Daha önceki yazılarımda İYİ Partinin kongrelerini yapmadıkça partileşme sürecine giremeyeceğini, bunun için de üye yapılmasının zorunlu olduğunu yazmıştım…
Sanki beni duymuşlar gibi bir de baktım ki geçenlerde “üye yapma kampanyası” başlatmışlar…
Kendi kendime, eh nihayet İYİ Partide bazılarının aklı başına gelmiş demek ki, dedim…
Dedim ama kampanya başladıktan sonra ortaya çıkan rakamlar hiç de iç açıcı değil…
Verilen rakamlara göre dağ fare doğurmuş durumda…
Yani üyelik için İYİ partiye itibar edilmemiş gibi bir algı var orta yerde…
250 binin üzerinde oy almış ve gelecek için umut taşıyan, iddiaları olan bir partiye niye insanlar itibar edip üye olmamışlar?
Sadece oy verenlerin yüzde 1 i üye olsa 2 bin 500 üye eder.
“Bana göre üye olmakta imtina edilmesinin nedeni İYİ Partinin kendisi değil, İl Başkanı Ahmet Aydın ve çevresine topladığı avenelerin siyasi yetersizliği, donanımsızlığı ve hepsinden öte de teşkilatlanmanın ne demek olduğunu bilmemeleri ve topluma güven verememeleridir…”
İnsanlar nasıl güvensinler ki, kurucu il başkanı ve kurucuların üyeliklerini siyasi hesaplarla silen yönetime güven duyup üye olurlar mı?
Elmalı gibi 10 bin nüfuslu bir kasabada siyaset yapan birini getirip 19 ilçe ve 1 milyon 600 bin seçmenli bir ile İl Başkanı yaparsanız sonuç bu olur.
“Nizamettin Sağır” gibi siyaseten donanımlı, tecrübeli, teşkilatlanmanın ne demek olduğunu ve sadece kendi siyasi çevresinden değil, tüm siyasi çevrelerden destek almasını bilen saygı duyulan birinden sonra “Ahmet Aydın” gibi siyaseten yetersiz birini getirmek İYİ Parti adına gerçekten talihsizliktir.
Öyle sanıyorum ki İl Başkanı ve yönetiminde yapılacak bir değişiklik İYİ Partinin Antalya’da daha da zirveyi zorlayacak bir konuma gelmesinin önünü açacaktır.

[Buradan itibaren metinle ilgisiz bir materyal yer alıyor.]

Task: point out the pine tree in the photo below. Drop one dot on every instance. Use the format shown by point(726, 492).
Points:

Zaten 3 Ağustos kurultayı öncesinden beri Aydın’ın görevden alınacağı konuşuluyordu.
Şimdilerde bu daha da açığa çıkmış durumda.

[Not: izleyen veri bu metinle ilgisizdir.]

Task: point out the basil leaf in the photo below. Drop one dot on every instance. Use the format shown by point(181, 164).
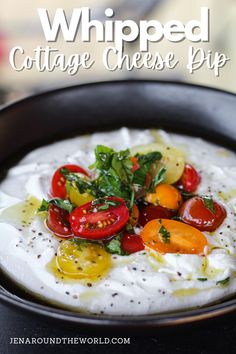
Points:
point(60, 203)
point(145, 162)
point(114, 246)
point(103, 156)
point(44, 206)
point(84, 186)
point(165, 234)
point(158, 178)
point(63, 204)
point(223, 282)
point(209, 204)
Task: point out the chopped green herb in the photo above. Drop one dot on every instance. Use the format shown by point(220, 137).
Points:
point(114, 246)
point(223, 282)
point(83, 185)
point(158, 178)
point(145, 162)
point(209, 204)
point(165, 234)
point(43, 207)
point(60, 203)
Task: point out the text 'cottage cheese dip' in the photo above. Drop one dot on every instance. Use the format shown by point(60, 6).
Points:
point(133, 283)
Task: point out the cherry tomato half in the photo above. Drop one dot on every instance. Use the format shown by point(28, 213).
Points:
point(58, 221)
point(151, 212)
point(132, 243)
point(190, 179)
point(194, 212)
point(99, 221)
point(170, 236)
point(58, 187)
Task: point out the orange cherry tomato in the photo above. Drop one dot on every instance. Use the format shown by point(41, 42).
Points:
point(170, 236)
point(134, 216)
point(166, 196)
point(194, 212)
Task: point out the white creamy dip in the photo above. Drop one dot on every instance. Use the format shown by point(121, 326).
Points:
point(142, 283)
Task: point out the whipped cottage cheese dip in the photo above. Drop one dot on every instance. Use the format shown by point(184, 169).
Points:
point(141, 283)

Şunu belirteyim ki; il başkanlığı için ismi geçen herkes bu görevi Ahmet Aydın’dan daha iyi yapacak kaliteye sahipler.
Ancak İYİ Partinin Genel Merkezi yapacağı bu atamayı çok iyi hesap etmek durumundadır.
Özellikle teşkilatlardan sorumlu olan “Koray Aydın,” kişisel ikbalini düşünmeden ve Nizamettin Sağır’ın koyduğu çıtanın üstüne çıkabilecek bir İl Başkanı ve yönetimini, hiçbir hesap yapmadan görevlendirmek durumundadır.
Yeni atanacak il başkanı ve yönetiminin ülkücü ya da merkez sağ kökenden gelip gelmediği önemli değil, önemli olan bu işi bîhakkın yapabilecek, topluma güven veren, teşkilatı birleştiren, donanımlı ve saygın birinin görevlendirilmesidir.
Çünkü bu partiye oy verenler yeni atanan il başkanı ve yönetimini hep Nizamettin Sağır’ın getirdiği çıtaya göre değerlendireceklerdir.
Böyle bir görevlendirmenin yapılması durumunda İYİ Parti hem saygın bir konuma gelecek, hem de Antalya’da ki konumunu daha da güçlendirecektir.
İnanın üye yapma kampanyasına gerek bile kalmadan insanlar kendiliklerinden bu partiye üye olacaklardır.